Meet Andy Kaufman’s Dying Son in T. Fox Dunham’s New Surreal Road Trip Novel

And now, a message from T. Fox Dunham about his upcoming novel, Destroying the Tangible Illusion of Reality; or, Searching for Andy Kaufman:

11050100_10208169073693953_5662624255436516111_nThese are the most important words I’ve written, and if you don’t listen, your life is an illusion. I was the tenth person in the world to be diagnosed with composite lymphoma—a rare combination of large cell lymphoma and hodgkins. The survival rate didn’t exist. I came through it. I don’t know how. Friends tell me it’s amazing I did. No. It’s just some shit that happened to me. Chemo wrecked my body, then daily radiation for five months to my head, neck and chest devoured me slowly. People never ask me what dying was like. They don’t want to know. People live in the false pretense that they are immortal.

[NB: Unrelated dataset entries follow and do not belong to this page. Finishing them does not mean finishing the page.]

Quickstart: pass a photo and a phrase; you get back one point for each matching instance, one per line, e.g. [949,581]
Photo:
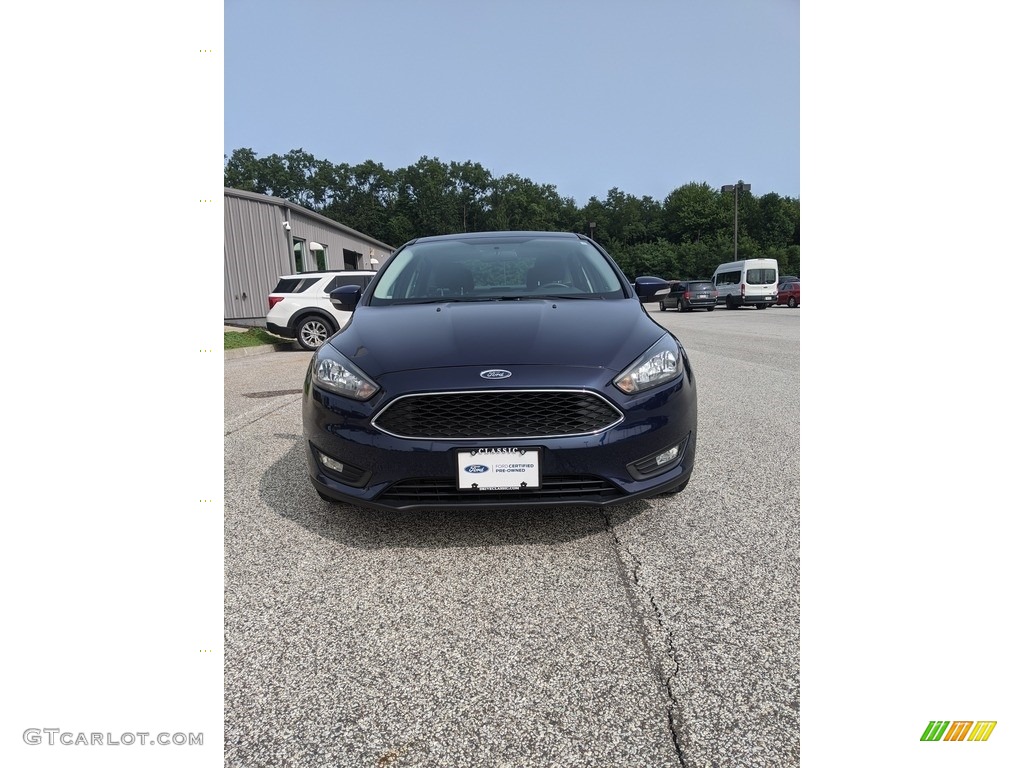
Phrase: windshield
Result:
[760,276]
[493,268]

Death happens to people on the news.

This book is what it felt like to die.

I bonded to Andy Kaufman in spirit because he shattered the illusion of reality, though losing himself as he did. Reality is a construct, created by humans to give value to a system, to provide meaning to their lives. When you’re dying, meaning drains out of much of it, and you realize you created and fed into forces like fear.

Love is real. When I was burned down to nothing, a stub of my life, all I had left was love.

With the time I’d been granted, I recovered, trapped in bed or on a couch, my body destroyed. And I wrote. I composed short stories and eventually found publishers. I wrote The Street Martyr, a crime novel about poverty, and it will be a movie from Throughline Films. Mercy is coming out from Blood Bound Books—a horror hospital novel about the violation of modern medicine to the body and soul. I’ve contributed a story to Stargate Book’s Far Horizon’s II, adding to the Atlantis saga. I’m a modern bard, a shaman who uses my words to heal. This summer, I married the woman of my dreams, Allison, and she has given me a future. A few weeks ago, I was diagnosed with the return of my cancer, and anon I will need treatment again, probably surgery and radiation. It will never be gone.

Read this and understand death so you can know how to live.

kaufman
Cover art by Luke Spooner.

Destroying the Tangible Illusion of Reality; or, Searching for Andy Kaufman will be released on November 26th. We encourage you all to pre-order a paperback now and support the destruction of everything you think is real.

Pre-Order HERE.

In this surreal road novel, Anthony searches for the father he’s never met: Andy Kaufman, the legendary song-and-dance man from the ‘70s. There’s a few problems here, of course. A) Andy Kaufman died in 1984, and B) Thanks to a recent cancer diagnosis, Anthony doesn’t have much longer to live, either. However, new evidence has come to light that questions whether or not Kaufman is actually dead. Could he be in hiding, after all these years? Anthony is determined to discover the truth before his own clock runs out. During his travels, he will encounter shameless medicine men, grifters, Walmart shoppers, the ghosts of Elvis and Warhol, and the Devil himself.